Coffeebar's pastries and desserts are baked daily, and the cafe roasts carefully sourced coffee beans in house. (They use "C1 Grade" coffees, "the highest level of industry designation in the coffee business," according to the Coffeebar website. Read more about their coffee offerings and philosophy here.)
The cafe also sources dairy products and produce from local farms, and will do the same in Menlo Park. The Truckee menu includes items like breakfast burritos, avocado toast, a quinoa bowl, sandwiches and a charcuterie board.
"We basically do a farm to table menu," Buchheister said. "We make everything from scratch. … we really try to walk the walk when it comes to that stuff."

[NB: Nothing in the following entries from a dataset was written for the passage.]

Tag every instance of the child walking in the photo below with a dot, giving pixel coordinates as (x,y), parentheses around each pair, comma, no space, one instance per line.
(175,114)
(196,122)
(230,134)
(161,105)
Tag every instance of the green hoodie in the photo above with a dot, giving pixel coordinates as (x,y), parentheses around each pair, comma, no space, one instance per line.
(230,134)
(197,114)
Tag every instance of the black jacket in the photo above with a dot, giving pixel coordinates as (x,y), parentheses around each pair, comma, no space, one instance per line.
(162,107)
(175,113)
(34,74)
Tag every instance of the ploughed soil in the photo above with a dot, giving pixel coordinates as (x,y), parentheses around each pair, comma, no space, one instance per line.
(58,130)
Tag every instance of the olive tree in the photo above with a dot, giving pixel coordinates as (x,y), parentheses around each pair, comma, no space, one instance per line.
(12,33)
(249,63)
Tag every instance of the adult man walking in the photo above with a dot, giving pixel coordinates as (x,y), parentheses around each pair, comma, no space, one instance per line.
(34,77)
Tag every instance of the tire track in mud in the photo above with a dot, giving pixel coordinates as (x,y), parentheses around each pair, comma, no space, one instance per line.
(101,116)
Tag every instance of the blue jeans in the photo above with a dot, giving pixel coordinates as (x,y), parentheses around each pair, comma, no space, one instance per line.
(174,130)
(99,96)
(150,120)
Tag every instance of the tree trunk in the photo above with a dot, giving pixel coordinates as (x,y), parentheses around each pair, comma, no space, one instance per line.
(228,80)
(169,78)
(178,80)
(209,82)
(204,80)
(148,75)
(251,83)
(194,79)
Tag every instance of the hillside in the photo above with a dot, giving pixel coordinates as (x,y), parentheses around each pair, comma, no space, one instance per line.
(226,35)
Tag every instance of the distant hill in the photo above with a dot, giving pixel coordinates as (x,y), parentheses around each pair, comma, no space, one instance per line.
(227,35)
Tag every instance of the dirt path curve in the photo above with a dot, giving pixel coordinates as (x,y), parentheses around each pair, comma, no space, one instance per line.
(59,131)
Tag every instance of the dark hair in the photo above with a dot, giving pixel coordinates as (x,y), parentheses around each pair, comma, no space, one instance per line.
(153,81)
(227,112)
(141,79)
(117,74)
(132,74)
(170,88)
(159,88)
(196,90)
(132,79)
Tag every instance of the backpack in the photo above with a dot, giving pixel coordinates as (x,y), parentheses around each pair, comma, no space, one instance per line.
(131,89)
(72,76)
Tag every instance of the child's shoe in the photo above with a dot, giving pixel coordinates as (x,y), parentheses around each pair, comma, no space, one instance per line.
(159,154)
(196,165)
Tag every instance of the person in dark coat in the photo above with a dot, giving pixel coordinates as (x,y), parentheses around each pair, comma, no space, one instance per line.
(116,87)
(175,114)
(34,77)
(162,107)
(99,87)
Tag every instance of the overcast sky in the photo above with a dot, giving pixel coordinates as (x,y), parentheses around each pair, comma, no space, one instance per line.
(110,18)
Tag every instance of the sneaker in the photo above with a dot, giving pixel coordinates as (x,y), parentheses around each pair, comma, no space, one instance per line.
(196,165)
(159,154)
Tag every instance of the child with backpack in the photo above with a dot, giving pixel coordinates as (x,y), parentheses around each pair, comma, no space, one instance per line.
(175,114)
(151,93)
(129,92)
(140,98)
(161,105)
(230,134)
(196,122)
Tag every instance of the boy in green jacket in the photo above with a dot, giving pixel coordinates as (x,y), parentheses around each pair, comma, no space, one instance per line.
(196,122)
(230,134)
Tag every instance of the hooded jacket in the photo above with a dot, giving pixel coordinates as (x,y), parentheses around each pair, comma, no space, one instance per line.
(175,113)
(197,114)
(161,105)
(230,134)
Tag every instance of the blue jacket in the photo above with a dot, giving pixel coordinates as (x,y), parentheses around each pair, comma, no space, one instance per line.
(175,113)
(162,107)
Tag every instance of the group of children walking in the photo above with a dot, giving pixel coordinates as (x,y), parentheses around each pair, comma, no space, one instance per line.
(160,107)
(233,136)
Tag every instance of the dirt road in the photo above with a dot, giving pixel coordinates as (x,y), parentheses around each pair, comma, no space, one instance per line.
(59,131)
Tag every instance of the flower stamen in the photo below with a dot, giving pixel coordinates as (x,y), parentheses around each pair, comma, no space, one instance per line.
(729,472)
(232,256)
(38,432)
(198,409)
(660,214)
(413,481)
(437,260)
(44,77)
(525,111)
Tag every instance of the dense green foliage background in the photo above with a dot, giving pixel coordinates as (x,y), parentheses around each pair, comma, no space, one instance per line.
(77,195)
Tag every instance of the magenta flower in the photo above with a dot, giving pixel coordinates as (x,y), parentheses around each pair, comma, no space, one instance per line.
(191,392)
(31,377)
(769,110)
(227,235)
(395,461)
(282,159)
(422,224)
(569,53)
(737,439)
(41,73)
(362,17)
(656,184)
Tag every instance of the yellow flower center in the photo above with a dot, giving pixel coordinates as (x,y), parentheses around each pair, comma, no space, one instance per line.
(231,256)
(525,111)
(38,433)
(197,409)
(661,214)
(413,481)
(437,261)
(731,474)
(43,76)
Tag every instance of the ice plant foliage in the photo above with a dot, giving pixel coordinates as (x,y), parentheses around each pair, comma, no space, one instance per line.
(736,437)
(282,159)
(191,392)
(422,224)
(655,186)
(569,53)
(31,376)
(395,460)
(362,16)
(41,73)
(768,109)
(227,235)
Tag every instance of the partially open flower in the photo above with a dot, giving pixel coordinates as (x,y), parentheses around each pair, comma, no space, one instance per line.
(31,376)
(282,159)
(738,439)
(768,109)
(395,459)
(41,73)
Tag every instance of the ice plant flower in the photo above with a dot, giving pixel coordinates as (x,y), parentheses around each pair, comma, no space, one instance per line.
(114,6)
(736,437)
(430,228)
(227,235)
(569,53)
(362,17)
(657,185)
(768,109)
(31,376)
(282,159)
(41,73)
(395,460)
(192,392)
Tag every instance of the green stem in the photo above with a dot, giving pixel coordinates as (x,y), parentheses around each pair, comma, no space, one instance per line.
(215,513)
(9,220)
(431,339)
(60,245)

Buchheister grew up in Colorado, where he worked in an Italian restaurant and got involved in the coffee industry. He moved to Truckee in 2010 and opened the first Coffeebar there. He described the company as "scrappy" and coming from "humble beginnings" — he said he had $100 left in his bank account when he opened the first cafe.
Buchheister said he hopes to bring something "new" and "progressive" to Menlo Park.
"There are a lot of people that don't want to go to Palo Alto to get coffee or to stand for 20 minutes in line somewhere to get coffee," he said. "The goal would be to provide them something in their community where they don't have to go outside of it to be served."